Voilà. On vient de passer d'une fonctionnalité d'export et de segmentation à un problème business réel avec un enjeu personnel concret. Ce n'est plus une liste de courses : c'est critique.

Un SE qui s'arrête à la liste de besoins fait de la prise de commande. Un SE qui creuse jusqu'à la question fait de la discovery. La différence se voit sur le win rate à la fin de chaque quarter.

J'ai pas mal réfléchi à plusieurs façons de poser la question sans braquer le prospect. La question directe fonctionne dans certains contextes mais elle ne fonctionne pas partout. J'ai trouvé trois façons de l'amener naturellement.

  1. La projection temporelle à deux ou trois ans

« Imaginons qu'on se retrouve dans deux ans sans avoir rien changé à la situation actuelle. Comment vous décririez l'état des choses ? »

Cette formulation projette le prospect dans un futur imaginaire assez proche mais où l'inaction a eu le temps de produire ses effets. Elle laisse l'interlocuteur construire lui-même le scénario catastrophe, et en général, les scénarios qu'on construit soi-même sont toujours plus convaincants que ceux qu'on nous présente sur un slide.

Ce qui est remarquable avec cette approche, c'est que les problèmes que le prospect se force à voir sont souvent des problèmes qu'il n'avait pas encore formulés à l'horizon des prochains mois ! Des situations qui passent de « gênantes » à « ingérables » avec le temps et qui deviennent des cauchemars si on ne les adresse pas. Le futur a cette qualité particulière de rendre les problèmes beaucoup plus concrets que le présent.

  1. L'ancrage sur les tendances sectorielles

« Dans votre secteur, on voit de plus en plus cette tendance (X) se produire. Si vous n'adressez pas cela (Y) maintenant, comment vous vous positionnez par rapport à ça dans dix-huit mois ? »

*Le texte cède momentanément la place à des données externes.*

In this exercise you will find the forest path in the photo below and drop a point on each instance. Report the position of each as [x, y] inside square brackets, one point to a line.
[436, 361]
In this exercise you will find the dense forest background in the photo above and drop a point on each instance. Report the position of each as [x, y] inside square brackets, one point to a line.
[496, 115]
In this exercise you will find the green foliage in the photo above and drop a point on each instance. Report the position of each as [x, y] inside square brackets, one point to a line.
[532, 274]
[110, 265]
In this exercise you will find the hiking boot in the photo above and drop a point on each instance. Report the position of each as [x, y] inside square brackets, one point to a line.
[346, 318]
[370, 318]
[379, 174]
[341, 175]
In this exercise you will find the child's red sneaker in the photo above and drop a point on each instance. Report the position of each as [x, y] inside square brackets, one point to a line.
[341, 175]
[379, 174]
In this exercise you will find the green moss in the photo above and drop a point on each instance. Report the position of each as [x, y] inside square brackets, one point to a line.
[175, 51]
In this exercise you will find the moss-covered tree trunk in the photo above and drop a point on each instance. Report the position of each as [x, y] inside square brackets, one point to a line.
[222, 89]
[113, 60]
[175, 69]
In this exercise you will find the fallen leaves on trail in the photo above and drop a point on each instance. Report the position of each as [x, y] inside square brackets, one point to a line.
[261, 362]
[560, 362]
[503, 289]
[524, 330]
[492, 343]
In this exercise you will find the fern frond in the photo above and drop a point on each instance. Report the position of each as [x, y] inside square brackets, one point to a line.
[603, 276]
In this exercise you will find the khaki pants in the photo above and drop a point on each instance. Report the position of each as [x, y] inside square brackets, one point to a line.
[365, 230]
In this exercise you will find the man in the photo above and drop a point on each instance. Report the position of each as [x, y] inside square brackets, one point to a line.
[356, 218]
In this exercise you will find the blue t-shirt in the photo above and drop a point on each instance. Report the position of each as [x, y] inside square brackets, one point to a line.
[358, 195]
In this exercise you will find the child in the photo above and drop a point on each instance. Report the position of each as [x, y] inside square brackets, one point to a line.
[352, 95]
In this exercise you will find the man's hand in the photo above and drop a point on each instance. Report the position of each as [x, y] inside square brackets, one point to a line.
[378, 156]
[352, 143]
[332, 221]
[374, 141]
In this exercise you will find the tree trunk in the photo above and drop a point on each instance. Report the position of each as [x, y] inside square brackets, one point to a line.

Cette formulation change le camp de qui met la pression : ce n'est pas toi le méchant éditeur qui menace le prospect, c'est le marché qui a ses propres opinions sur la question ! Elle te positionne en tant que SE qui comprend le contexte sectoriel, pas juste le catalogue de fonctionnalités de ta solution.

Attention : pour que ça fonctionne vraiment, il faut que tu sortes cela avec un substrat crédible, sinon ça ressembles juste à un article sur Les Échos ou Stratégies. Le prospect le sent immédiatement.

  1. Le coût de l'inaction formulé en opportunité manquée

« Qu'est-ce que ça vous permettrait de faire que vous ne pouvez pas faire aujourd'hui ? » Puis, une fois la réponse obtenue : « Et si vous ne pouvez pas faire ça dans les douze prochains mois, qu'est-ce que ça vous coûte ? »

Cette formulation en deux temps est plus douce : elle commence par l'opportunité avant d'arriver au coût. Elle est particulièrement efficace avec des interlocuteurs qui ont du mal à formuler leurs problèmes en termes négatifs ou qui travaillent dans des cultures d'entreprise où nommer un problème ressemble dangereusement à admettre une faiblesse.

Ce qui est remarquable, c'est que c'est souvent le prospect qui pose lui-même le diagnostic, avec ses propres chiffres. Ce chiffre-là vaut dix fois plus que le même sorti d'un slide de ROI préparé en amont... parce qu'il lui appartient.

Parlons maintenant de discovery et en particulier d'un sujet qui énerve souvent.

Dans beaucoup d'organisations commerciales, la discovery est considérée comme le territoire de l'AE. Le SE arrive après, pour la démo, pour le POC, pour les questions techniques. Aïe aïe aïe...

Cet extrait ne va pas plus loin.